Learning the Weights of the Logistic Cost Function

In logistic regression, the weights (or parameters) are crucial in determining the decision boundary that separates the classes. During training, the weights are optimized to minimize the logistic cost function, which evaluates how closely the model’s predictions align with the actual class labels.

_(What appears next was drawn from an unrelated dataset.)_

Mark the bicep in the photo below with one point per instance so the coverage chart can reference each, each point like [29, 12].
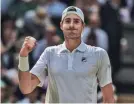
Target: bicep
[108, 93]
[104, 69]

The logistic cost function, also known as the log-loss or binary cross-entropy loss, is used to evaluate the performance of a logistic regression model. It is defined as follows:

For a single training example, the cost function $J(\theta)$ is given by: $ J(\theta) = - \left[ y \log(h_\theta(x)) + (1 - y) \log(1 - h_\theta(x)) \right] $

For a dataset with $m$ training examples, the overall cost function is the average of the individual costs: $ J(\theta) = \frac{1}{m} \sum_{i=1}^{m} \left[ - y^{(i)} \log(h_\theta(x^{(i)})) + (1 - y^{(i)}) \log(1 - h_\theta(x^{(i)})) \right] \ $

Here:

• $ \theta$ represents the vector of weights.
• $y^{(i)}$ is the true label for the $(i)^{th}$ training example.
• $x^{(i)}$is the feature vector for the $(i)^{th}$ training example.
• $h_\theta(x^{(i)}) = \sigma(\theta^T x^{(i)})$ is the predicted probability that the output is 1, given by the sigmoid function $\sigma(z) = \frac{1}{1 + e^{-z}}$.

Role of Weights

The weights $\theta = (\theta_0, \theta_1, \ldots, \theta_n)$ determine the influence of each feature $x_j$ on the predicted probability $ h_\theta(x) $. Specifically:

• $\theta_0$ is the intercept (bias term).
• $ \theta_1, \theta_2, \ldots, \theta_n $ are the coefficients for the respective features $ x_1, x_2, \ldots, x_n $.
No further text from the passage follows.